What would be the right balance between contract and permanent research staff in universities and research institutions?

  I would certainly agree that some short term research contracts are desirable as they do allow staff to transfer between institutions and it is good to leave room for new blood. However, science departments could also benefit greatly from a bit more continuity, people actually doing bench work who have the skills and experience accumulated over the years. At least in biology this rarely happens. I think in an ideal situation each research group would have the principal investigator (usually also a lecturer) and a permanent research worker. I realise this is a long way from the current situation and would be difficult to achieve as most of the research funding is project based and does not invest in individuals. I suggest that currently we may be trying to fund too many PhDs as we are unable to supervise them properly at the bench, as they are leaving science in droves because of lack of prospects, and as companies actually tend to employ more scientific technical staff than PhDs and thus their hard earned qualifications may be hampering rather than helping them.

Has the concordat and research careers initiative made a difference?

  I am unable to answer this question adequately since I was not a post-doc in 1996. I have received a booklet on staff development courses in the university, but few have any relevance to preparing people for careers outside of academic research.

How should policy move forward?

  As I have indicated above, I believe the greatest and most pressing problem is to address the age discrimination against older and more experienced post-docs in the system. This is needed urgently to stem the flow of good scientists leaving the country or leaving science. I do not know how this could be done, but suggest that funding needs to be put aside so that when an older post-doc is employed extra salary can be added to the grant. The ceiling should be that of the post-doc salary scale. Of course this will cost more, and there will be fewer grants awarded because of this, but I believe there will also be more productivity. This will do something immediately to improve morale and stop good scientists leaving the profession.
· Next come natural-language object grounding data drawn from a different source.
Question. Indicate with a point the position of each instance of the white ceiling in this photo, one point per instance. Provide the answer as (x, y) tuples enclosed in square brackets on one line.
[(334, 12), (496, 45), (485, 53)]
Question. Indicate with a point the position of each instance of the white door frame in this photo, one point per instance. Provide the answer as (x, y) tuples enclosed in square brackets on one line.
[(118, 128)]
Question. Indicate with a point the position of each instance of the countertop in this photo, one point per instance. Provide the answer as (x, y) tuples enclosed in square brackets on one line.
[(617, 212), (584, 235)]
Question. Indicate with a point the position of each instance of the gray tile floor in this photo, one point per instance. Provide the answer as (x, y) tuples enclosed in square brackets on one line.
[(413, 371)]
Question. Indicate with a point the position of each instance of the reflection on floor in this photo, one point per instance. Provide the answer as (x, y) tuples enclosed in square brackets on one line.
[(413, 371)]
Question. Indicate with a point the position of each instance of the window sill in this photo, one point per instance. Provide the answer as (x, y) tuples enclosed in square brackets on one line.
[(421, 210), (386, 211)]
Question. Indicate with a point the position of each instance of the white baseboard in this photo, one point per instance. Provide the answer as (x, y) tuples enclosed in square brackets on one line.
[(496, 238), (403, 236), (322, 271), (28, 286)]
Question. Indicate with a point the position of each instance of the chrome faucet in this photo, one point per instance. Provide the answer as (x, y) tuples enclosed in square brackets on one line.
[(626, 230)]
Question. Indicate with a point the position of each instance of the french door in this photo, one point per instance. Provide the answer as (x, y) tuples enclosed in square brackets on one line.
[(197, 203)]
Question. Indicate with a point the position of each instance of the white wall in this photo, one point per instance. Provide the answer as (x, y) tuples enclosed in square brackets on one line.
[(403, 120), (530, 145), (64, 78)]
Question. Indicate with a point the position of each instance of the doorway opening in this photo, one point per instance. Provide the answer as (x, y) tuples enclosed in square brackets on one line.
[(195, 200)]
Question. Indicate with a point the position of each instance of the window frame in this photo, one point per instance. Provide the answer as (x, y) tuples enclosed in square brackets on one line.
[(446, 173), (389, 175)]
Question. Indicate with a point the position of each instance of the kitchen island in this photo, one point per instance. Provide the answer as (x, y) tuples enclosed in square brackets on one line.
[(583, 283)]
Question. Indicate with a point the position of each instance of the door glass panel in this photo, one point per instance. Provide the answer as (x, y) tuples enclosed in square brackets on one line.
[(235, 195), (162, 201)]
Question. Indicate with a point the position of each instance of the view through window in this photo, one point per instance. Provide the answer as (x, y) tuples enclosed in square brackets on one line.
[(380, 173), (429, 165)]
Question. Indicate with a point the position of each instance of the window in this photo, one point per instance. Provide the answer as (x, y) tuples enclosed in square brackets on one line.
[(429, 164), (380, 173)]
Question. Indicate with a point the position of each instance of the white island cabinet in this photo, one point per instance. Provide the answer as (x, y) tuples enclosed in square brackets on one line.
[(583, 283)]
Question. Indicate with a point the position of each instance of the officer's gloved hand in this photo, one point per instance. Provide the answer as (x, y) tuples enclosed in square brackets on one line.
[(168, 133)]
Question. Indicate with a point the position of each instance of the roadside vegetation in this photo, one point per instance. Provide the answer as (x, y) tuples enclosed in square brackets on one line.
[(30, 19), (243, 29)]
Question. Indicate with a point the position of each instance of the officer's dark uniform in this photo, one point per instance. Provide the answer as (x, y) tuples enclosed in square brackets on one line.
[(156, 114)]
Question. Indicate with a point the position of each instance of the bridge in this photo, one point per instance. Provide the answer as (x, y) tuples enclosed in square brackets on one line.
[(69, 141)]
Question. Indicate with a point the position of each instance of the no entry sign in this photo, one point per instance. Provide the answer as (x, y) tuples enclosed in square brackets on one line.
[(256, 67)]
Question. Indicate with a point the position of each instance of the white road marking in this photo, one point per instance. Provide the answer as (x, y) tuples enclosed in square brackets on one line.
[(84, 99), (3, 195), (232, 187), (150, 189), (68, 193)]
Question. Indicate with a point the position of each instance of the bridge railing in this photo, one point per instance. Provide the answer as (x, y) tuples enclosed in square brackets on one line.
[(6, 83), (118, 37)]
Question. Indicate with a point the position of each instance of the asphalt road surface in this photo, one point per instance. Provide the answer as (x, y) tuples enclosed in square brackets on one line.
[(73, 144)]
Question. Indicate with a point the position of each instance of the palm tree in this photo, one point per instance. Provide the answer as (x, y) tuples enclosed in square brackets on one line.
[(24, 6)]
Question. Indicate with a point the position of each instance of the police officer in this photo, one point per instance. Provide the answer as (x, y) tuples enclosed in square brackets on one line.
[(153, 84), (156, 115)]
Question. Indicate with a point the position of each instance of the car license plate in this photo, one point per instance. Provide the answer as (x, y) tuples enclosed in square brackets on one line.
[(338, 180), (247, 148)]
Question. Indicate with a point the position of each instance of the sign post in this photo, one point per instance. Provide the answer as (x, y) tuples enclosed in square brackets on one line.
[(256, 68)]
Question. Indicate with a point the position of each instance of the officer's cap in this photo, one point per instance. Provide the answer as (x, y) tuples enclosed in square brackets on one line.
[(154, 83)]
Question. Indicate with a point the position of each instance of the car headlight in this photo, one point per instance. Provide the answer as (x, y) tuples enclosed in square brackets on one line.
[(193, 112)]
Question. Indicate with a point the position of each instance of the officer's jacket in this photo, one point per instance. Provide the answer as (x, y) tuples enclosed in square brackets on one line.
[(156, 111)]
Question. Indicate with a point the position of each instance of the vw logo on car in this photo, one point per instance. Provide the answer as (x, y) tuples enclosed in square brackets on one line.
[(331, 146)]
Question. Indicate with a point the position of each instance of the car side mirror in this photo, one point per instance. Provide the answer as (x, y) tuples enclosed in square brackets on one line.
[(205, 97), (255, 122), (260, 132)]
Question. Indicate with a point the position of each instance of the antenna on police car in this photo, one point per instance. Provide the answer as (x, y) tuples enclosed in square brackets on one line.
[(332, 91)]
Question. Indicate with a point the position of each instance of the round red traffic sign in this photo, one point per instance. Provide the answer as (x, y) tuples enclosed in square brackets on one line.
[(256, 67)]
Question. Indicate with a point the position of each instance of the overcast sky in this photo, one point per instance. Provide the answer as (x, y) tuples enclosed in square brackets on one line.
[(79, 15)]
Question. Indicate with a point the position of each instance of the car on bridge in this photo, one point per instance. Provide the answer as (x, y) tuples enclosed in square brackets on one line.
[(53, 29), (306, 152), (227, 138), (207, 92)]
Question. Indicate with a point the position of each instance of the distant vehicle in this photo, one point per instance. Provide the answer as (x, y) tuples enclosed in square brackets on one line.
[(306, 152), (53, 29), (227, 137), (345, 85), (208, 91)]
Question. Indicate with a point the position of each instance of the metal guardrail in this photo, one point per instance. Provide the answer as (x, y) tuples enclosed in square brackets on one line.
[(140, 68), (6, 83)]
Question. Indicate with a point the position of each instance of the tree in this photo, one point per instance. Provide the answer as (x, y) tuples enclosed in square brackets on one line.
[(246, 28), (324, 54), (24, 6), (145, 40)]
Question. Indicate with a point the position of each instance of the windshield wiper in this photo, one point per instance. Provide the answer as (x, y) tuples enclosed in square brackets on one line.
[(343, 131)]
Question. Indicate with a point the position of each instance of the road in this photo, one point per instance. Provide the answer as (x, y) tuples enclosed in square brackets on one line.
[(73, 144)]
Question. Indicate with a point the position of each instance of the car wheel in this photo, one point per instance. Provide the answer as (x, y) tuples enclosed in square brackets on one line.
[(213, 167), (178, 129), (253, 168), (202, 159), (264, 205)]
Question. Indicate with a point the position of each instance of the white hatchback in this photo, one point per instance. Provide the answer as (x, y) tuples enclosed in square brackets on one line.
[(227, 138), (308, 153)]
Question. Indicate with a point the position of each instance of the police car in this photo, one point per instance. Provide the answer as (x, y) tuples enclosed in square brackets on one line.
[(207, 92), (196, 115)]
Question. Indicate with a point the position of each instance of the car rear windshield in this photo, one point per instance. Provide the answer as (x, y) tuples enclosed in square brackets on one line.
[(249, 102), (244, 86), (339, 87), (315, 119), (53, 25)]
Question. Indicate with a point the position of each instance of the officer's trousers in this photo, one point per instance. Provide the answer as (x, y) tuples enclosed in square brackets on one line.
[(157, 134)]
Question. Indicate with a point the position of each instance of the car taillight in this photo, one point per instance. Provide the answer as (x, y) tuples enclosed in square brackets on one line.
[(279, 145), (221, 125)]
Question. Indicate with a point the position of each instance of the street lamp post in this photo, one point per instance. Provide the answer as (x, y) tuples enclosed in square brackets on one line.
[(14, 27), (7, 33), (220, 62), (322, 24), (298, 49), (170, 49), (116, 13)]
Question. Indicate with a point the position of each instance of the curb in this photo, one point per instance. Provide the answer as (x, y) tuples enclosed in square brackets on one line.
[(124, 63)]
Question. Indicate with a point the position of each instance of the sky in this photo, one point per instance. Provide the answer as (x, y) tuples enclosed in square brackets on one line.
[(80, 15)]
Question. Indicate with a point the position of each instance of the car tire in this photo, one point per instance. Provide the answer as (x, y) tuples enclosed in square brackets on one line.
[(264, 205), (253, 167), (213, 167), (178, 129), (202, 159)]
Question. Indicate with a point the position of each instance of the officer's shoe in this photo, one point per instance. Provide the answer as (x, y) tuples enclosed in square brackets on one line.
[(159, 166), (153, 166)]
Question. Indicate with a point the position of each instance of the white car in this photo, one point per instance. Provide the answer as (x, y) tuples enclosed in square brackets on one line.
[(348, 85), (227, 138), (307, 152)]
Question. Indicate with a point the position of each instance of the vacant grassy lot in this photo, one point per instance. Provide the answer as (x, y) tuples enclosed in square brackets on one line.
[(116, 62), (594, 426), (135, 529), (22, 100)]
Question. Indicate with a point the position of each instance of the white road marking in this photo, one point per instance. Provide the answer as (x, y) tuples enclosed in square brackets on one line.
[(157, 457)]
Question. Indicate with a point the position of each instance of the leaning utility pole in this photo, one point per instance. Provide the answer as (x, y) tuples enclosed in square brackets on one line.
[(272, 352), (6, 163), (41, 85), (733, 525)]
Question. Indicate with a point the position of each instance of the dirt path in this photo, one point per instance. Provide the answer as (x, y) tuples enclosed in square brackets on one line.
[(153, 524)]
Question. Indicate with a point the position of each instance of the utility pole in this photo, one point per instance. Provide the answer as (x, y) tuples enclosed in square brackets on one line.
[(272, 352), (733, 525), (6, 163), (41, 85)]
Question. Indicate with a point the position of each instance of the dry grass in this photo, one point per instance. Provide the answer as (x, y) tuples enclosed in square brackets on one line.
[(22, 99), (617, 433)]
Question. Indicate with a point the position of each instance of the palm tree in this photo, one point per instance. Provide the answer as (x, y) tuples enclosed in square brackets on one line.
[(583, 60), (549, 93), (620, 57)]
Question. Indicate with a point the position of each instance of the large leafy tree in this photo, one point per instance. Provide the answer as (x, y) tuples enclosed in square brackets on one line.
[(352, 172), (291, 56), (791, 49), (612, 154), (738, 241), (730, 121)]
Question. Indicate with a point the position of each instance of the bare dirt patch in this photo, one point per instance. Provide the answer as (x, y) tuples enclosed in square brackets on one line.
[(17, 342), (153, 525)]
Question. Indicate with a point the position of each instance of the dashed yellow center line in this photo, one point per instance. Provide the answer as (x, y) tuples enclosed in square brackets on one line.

  In the longer term a different balance between permanent and contract research staff is needed. The optimal ratio may be different in different subjects, but in biology where the nature of the work is such that you really do need trained staff actually doing bench work, I think you need at least one permanent research worker per research group. To achieve this you probably need to create a different grade, a "state funded researcher". A new system for proper appraisal and assessment of these research workers might also be required, based partly on their individual productivity (perhaps related to publication record) and partly on their assessed value to the research group and department as a whole, since these people would be chosen for their ability to contribute to the team and not to progress to the lecturer grade (which tends to be done on publication record and maybe grant writing ability). These researchers might well not be on a completely tenured position, but there should be every expectation that adequate performance would lead to refunding of contracts, maybe in five or 10 year blocks. There would be no discrimination against older researchers. The researchers could work on someone else's grant or write their own grants to get equipment and consumables money for research. As there would be no need for a salary component such grants would be much cheaper to fund.

  Since there seems to be an expectation in the research concordat that most contract research workers can not anticipate a life long career in academic research, I think there needs to be much more aggressive work to prepare us better to fulfil the needs of other employers such as industry. If industry do not need so many PhDs, and academia do not need them, then we must question whether we are training too many. PhD students are cheap labour, but they are also untrained labour and not necessarily very productive and cost-effective. The PhD programmes should be altered to reflect the needs of industry more, and probably so should the post-docs contracts. For example it might be obligatory for all students to spend a month work experience in industry.